Every six months, Nvidia’s automotive chief, Xinzhou Wu, invites CEO Jensen Huang for a ride in a vehicle equipped with the company’s hands-free autonomous driving system. But only if Wu has “good confidence” in the system’s driving capabilities.
Recently, the two went for a drive from Woodside, California, to downtown San Francisco in a Mercedes CLA sedan with MB.Drive Assist Pro, a hands-free driver-assist system partially designed by Nvidia that is similar to Tesla’s Full Self-Driving. The mood was light, even though the traffic was heavy.
“Let me know when you’re in autonomous mode,” Huang told Wu, according to a video of the ride provided. The Verge“Then I can be less worried about my safety.”
Over the course of the 22-minute video, the Mercedes leads Huang and Wu through a series of everyday obstacles, such as construction sites, double-parked cars, and narrow lanes winding through rows of orange cones. Nvidia’s system seems quite capable, although the video is edited and not rendered in real time. (Nvidia spokeswoman Jessica Soares later said there were no disruptions during the ride.)

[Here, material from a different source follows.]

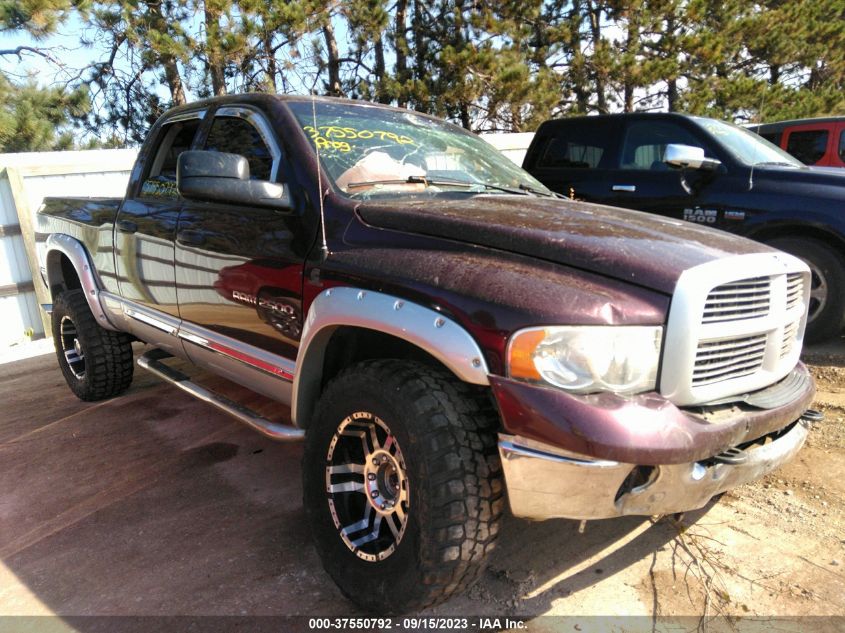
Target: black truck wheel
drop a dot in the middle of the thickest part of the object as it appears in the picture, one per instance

Still, it wasn’t dissimilar to my own experience riding shotgun with Nvidia executives last year in a Mercedes with the hands-free driving system activated. I was impressed by the system’s ability to handle traffic signals, four-way stops, double-parked cars, unsafe left turns, and all the pedestrians and cyclists and scooter-riders coming into San Francisco. If Tesla can do it with a little silicon and a ton of cameras, it stands to reason that the world’s most valuable company can figure it out, too.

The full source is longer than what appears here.